Riding a horse in the highlands around Quito? That scared me at first. Luckily my companion forced me and so it became the highlight of Quito for me! The tour with Quito Ecuestre lasted a total of 4.5 long hours. It was very exhausting. When we were back at the farm, the organizer offered us a homemade Ecuadorian potato soup, which was delicious. There was also tea from the Sunfo plant, which the guide collected himself in the mountains. This tea helped with altitude sickness because we were at a much higher altitude than in Quito (at about 3,200 m above sea level). We paid US$55 (~€51) per person. The price was really excellent for the performance. Here are some impressions:
I’m a fan of Airbnb Experiences. We tried out a coffee experience in one of the best cafés in town (Cafeteria El Cafecito Quito). Since the organizer grows coffee himself, we learned a lot about which coffee beans are the best for which coffee varieties and how the extraction options affect the taste of the coffee.
We also did a cooking class in a 300-year-old colonial-style house. The house had a lot of history, which the host was able to explain to us very well, as the house has always been in the family since it was built. The cooking class itself was interesting but could have been a bit more challenging. We prepared empanadas with cheese and canelazo (Ecuadorian cinnamon liqueur).
Quito offers you a wide range of restaurants to suit every taste. From cheap US$3 (~€3) lunch deals (see above) to fine dining restaurants, you can find almost everything here. And we’ve tried almost everything.
As a highlight in the high-price segment, I would like to point out the Somos Ecuadorian Restaurant. Great service, excellent food, and a cosy atmosphere.
Further recommendations can be found on the following MyMaps map:
Climb Cotopaxi Mountain
Climbing Cotopaxi was an activity I would have liked to do but didn’t have enough time for. You have to be quite fit here, the hike is definitely challenging.
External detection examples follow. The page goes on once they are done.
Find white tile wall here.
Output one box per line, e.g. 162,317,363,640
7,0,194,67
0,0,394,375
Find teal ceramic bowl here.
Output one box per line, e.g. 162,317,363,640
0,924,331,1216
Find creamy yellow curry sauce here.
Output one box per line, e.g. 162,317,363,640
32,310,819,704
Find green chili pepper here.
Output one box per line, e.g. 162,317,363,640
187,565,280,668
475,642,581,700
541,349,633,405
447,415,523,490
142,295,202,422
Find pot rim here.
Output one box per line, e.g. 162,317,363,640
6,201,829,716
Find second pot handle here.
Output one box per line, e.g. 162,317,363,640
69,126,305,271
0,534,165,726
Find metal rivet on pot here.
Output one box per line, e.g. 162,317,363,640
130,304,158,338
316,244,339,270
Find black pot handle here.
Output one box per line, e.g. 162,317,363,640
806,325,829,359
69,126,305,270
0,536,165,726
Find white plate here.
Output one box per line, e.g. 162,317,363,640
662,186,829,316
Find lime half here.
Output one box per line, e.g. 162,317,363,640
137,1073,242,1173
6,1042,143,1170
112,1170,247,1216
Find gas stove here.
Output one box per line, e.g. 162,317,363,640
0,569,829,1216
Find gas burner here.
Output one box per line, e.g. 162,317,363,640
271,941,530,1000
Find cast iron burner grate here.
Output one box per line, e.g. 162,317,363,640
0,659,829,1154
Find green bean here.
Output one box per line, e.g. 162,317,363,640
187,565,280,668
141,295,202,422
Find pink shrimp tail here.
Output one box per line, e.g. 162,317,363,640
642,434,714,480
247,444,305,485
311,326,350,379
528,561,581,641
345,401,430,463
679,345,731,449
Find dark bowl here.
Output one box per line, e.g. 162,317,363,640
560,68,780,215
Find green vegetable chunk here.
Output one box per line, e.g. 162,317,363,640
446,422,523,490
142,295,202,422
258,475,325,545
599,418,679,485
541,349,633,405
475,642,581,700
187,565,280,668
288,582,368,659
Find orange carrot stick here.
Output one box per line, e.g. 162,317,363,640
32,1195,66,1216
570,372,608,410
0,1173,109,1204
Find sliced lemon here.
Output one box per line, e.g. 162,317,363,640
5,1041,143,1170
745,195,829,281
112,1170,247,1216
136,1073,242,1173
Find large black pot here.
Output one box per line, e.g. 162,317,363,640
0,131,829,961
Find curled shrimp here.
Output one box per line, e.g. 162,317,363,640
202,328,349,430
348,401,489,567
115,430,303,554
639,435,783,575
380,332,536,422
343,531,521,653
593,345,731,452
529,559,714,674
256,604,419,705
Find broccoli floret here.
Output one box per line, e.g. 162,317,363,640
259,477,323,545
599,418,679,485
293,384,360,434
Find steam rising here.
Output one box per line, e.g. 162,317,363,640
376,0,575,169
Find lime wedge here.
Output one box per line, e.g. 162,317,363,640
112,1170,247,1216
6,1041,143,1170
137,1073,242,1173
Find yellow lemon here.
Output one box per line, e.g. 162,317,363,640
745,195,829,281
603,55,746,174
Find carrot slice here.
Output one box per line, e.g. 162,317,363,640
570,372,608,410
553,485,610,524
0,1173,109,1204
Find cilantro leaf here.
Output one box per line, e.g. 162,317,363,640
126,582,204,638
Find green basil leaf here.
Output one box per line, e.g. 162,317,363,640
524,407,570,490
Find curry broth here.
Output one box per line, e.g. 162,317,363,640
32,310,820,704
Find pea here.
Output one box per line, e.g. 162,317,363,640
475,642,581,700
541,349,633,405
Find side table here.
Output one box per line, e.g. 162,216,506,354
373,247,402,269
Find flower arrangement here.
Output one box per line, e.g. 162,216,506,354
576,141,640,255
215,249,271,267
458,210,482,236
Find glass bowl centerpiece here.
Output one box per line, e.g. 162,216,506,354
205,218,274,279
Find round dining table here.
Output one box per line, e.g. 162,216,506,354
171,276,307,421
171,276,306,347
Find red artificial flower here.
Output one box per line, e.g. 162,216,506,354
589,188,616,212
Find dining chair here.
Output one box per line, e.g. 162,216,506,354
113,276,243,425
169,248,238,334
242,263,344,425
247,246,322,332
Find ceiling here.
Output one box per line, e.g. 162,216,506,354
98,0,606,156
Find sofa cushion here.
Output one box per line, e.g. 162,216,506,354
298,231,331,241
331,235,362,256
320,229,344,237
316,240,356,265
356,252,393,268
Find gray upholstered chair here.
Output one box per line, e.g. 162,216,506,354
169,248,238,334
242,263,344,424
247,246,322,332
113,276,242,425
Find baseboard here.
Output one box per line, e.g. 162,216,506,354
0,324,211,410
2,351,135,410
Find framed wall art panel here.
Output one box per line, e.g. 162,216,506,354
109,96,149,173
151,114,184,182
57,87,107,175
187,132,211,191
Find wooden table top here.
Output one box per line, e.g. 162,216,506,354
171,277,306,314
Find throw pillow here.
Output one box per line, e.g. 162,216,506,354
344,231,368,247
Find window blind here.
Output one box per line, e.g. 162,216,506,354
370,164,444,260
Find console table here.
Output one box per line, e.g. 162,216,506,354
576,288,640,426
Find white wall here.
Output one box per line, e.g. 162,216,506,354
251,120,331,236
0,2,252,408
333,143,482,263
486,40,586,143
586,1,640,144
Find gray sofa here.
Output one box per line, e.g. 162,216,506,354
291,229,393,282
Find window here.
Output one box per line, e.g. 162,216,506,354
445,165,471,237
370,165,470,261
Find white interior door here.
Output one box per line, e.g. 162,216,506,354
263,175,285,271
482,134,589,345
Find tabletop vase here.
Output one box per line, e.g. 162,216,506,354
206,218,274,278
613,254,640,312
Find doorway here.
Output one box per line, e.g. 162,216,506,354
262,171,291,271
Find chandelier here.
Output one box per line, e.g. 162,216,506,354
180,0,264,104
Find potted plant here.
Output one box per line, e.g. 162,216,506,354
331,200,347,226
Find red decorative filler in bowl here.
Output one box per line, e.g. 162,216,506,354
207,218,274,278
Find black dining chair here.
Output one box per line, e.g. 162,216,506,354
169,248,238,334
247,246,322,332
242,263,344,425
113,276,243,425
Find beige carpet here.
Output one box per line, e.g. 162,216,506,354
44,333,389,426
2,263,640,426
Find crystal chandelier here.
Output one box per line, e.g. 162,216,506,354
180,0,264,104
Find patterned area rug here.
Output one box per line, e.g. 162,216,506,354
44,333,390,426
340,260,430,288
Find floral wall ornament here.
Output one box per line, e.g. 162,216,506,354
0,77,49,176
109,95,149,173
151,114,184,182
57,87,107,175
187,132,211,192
You will be rewarded with breathtaking views of the great nature.
Botanical Garden in Quito
We also wanted to visit the botanical garden in Quito but unfortunately, we didn’t have enough time. It is part of a larger park. We walked past the botanical garden one evening and wanted to go in but disappointingly the garden was already closed. But we could see through the fences that it was definitely worth a visit. I would also recommend you book a hotel in this area. It’s much quieter here than further south around Mercado Central and there are good restaurants in the area.
Amazon Day Trip near Baños
If we had had more time, we would certainly have made a day trip to the Amazon region near Baños. This is reported to be one of the highlights in Ecuador. There are many other day tours on GetYourGuide, which you can all take a look at. You can easily fill a whole week with activities in and around Quito, even two weeks.
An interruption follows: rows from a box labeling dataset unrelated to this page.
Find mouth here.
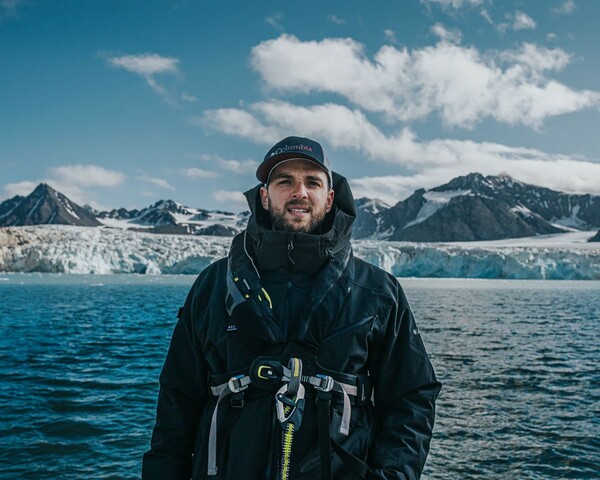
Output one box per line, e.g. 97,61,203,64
287,205,310,216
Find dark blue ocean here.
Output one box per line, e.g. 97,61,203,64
0,274,600,480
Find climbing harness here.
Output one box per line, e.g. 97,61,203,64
208,357,372,480
275,358,304,480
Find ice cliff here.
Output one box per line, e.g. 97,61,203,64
0,225,600,280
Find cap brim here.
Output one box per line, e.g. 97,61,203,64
256,152,329,183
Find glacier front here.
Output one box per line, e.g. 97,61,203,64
0,225,600,280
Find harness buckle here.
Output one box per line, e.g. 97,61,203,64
314,373,335,392
227,375,248,393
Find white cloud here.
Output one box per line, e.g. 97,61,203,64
421,0,483,9
383,28,398,43
265,12,284,32
107,53,179,99
219,159,258,174
108,53,179,76
138,175,175,192
2,180,38,198
50,164,126,188
206,101,600,197
181,167,216,178
213,190,248,208
431,22,462,43
250,34,600,128
513,12,536,30
552,0,576,15
327,15,346,25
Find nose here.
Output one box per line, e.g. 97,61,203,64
292,182,308,198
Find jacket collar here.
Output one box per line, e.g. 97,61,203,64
226,172,356,350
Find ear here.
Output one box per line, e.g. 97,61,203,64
260,187,269,211
325,188,335,213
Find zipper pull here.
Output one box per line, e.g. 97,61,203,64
288,234,296,265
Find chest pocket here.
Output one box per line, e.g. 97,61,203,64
321,315,377,344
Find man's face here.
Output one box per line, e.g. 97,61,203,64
260,160,334,233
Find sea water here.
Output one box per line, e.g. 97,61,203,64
0,273,600,480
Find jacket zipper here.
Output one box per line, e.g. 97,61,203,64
283,233,296,340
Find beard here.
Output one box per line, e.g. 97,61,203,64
269,199,327,233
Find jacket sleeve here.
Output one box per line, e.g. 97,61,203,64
142,280,208,480
367,285,441,480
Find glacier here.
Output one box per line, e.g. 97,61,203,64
0,225,600,280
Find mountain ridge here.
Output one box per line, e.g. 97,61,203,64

To be honest, I didn’t have Quito on my radar at all. However, due to the breaking deal last year, a friend’s DJ performance and the need to travel to the Galapagos Islands via mainland Ecuador, the trip “just happened” and I don’t regret it one bit! We met a lot of great people and had a lot of fun. Because of my great experiences in Quito, I’ve already thought about travelling the whole country at some point. The trip also inspired me to brush up on my Spanish skills.